Try to Find an Anti-War March

By Alan Caruba

Have you noticed that there just aren't any anti-war marches occurring lately?

Afghanistan and Iraq are just not Vietnam. The reason given for Vietnam was that we were still engaged in a long Cold War and we didn't want that "domino" to fall to international communism. A generation later we have an embassy there.

The Middle East is a very different kettle of fish. The motivation there is Islam, a religion whose holy book is more a battle plan with the promise of a hot ticket to paradise if you die in war. Islam divides up the world between Dar al-Islam and Dar al-Harb. There's Islam with its umma or community and all the rest outside of it is a world of "war" until it too is subsumed.

Of course, there are surely lots of Iraqis, Iranians, Afghanis, and other Muslim folks in the region who do not want war, but they are not the ones with guns, bombs, and the willingness to use them. That makes them "victims", no matter who kills them.
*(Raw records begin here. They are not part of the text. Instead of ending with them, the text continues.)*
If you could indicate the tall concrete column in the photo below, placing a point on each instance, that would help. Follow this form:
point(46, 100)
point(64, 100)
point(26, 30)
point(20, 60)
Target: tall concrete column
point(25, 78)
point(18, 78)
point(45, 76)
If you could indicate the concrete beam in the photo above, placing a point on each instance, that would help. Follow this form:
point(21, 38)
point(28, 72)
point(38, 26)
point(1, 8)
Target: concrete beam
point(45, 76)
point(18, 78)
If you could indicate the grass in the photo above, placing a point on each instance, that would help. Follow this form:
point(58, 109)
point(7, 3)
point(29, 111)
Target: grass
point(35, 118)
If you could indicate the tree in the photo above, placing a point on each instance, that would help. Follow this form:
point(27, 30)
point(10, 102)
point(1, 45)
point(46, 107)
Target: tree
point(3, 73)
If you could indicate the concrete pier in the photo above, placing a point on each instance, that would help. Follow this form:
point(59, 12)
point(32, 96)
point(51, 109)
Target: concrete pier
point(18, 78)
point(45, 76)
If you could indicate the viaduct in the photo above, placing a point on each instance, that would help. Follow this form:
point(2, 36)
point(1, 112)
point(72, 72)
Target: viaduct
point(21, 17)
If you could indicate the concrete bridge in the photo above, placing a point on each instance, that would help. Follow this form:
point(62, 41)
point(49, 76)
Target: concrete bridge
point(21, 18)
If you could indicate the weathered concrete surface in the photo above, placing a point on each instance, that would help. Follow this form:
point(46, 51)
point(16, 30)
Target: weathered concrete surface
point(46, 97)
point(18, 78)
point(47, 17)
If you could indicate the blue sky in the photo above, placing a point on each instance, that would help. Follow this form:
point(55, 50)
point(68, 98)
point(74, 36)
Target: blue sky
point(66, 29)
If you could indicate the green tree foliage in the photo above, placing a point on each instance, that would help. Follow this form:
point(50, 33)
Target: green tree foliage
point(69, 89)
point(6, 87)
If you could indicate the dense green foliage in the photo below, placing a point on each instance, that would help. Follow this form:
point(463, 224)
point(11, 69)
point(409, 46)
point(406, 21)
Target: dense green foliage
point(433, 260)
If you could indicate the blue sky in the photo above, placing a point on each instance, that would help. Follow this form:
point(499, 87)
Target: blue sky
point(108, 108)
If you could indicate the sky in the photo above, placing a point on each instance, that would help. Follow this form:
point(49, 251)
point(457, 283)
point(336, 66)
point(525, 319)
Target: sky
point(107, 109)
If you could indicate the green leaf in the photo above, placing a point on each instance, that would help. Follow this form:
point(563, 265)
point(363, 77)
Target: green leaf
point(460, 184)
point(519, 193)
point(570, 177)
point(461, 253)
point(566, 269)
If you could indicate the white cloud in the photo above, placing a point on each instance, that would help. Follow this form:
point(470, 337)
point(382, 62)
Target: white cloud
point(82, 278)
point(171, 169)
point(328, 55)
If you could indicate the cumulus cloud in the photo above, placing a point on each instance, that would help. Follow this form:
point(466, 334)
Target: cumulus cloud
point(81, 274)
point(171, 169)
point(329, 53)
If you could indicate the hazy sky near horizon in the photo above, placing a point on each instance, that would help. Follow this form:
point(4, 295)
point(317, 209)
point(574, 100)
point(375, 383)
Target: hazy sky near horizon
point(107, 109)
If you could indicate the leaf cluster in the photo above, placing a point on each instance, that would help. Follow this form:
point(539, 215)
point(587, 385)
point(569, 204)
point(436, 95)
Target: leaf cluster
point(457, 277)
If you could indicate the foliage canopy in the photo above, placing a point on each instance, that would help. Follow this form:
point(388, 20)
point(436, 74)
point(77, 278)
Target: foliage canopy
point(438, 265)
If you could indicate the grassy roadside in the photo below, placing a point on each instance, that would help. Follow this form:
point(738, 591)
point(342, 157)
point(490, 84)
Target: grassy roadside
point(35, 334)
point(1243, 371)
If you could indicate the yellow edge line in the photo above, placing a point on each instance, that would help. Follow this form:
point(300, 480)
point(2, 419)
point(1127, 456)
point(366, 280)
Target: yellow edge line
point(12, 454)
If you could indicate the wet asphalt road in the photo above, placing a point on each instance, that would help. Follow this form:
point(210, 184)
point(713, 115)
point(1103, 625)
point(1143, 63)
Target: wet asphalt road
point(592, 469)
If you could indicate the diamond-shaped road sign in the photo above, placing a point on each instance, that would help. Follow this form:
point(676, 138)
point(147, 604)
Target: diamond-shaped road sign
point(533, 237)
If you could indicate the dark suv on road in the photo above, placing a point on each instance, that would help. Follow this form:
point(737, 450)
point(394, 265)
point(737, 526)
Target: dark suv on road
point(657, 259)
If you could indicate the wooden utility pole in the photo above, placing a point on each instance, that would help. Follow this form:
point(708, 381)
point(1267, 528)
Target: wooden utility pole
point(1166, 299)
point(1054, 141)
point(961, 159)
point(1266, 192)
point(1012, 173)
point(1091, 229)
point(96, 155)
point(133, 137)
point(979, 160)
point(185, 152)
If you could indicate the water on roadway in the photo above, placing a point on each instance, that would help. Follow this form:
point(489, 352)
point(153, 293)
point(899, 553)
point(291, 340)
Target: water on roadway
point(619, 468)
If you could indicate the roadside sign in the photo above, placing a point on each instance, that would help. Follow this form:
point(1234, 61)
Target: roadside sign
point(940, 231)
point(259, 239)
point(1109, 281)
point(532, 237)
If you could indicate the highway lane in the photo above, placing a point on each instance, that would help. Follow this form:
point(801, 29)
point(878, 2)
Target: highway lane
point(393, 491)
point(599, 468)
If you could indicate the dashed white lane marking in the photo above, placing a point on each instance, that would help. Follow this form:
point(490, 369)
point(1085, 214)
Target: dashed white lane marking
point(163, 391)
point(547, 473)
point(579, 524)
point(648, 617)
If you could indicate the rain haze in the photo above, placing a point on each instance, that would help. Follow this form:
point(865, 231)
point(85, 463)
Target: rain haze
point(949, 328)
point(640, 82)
Here at home, the anti-war folks can't seem to get a good march going because, I think, most Americans have come to the conclusion that the U.S.A. is going to be in the Middle East for a long time, hopefully providing some kind of containment of conflict, but if that is not possible, killing whole bunches of people until they weary of dying in large numbers or sue for peace to avoid it.

Even the Iraqis seem to be making progress toward divvying up the oil revenue and letting every man sit peacefully beneath his olive tree. That is a major achievement in any Arab society. The Palestinians, by contrast, are busy making war on one another in order to get the biggest share of all the free money from the U.S., the European Union, and anyone else stupid enough to fund them.

As Americans watch the Middle East get even more shaky than it has been since the end of World War II, they are going to be looking at political candidates who, like George W. Bush, know how to kick some butt. Turning the other cheek is not going to be on their minds or their agenda.


Walt D said...

I am a Viet Nam veteran. When Desert Storm began in the early nineties, I thought, there is going to be a lot of anti-war protesters coming out of the woodwork. But I was amazed at the pro-war supporters greatly out numbered the anti-war protesters. It was a breath of fresh air to be driving through small towns in Connecticut and seeing many gatherings at busy intersection holding signs supporting the war and the troops. That was a first in my lifetime.

Alan Caruba said...

I think the public is better informed these days about the issues involved. There was no Internet when the Vietnam War was fought. As public opinion changed, so did media coverage, but these days public opinion leads the media, not follows it as much as in the past.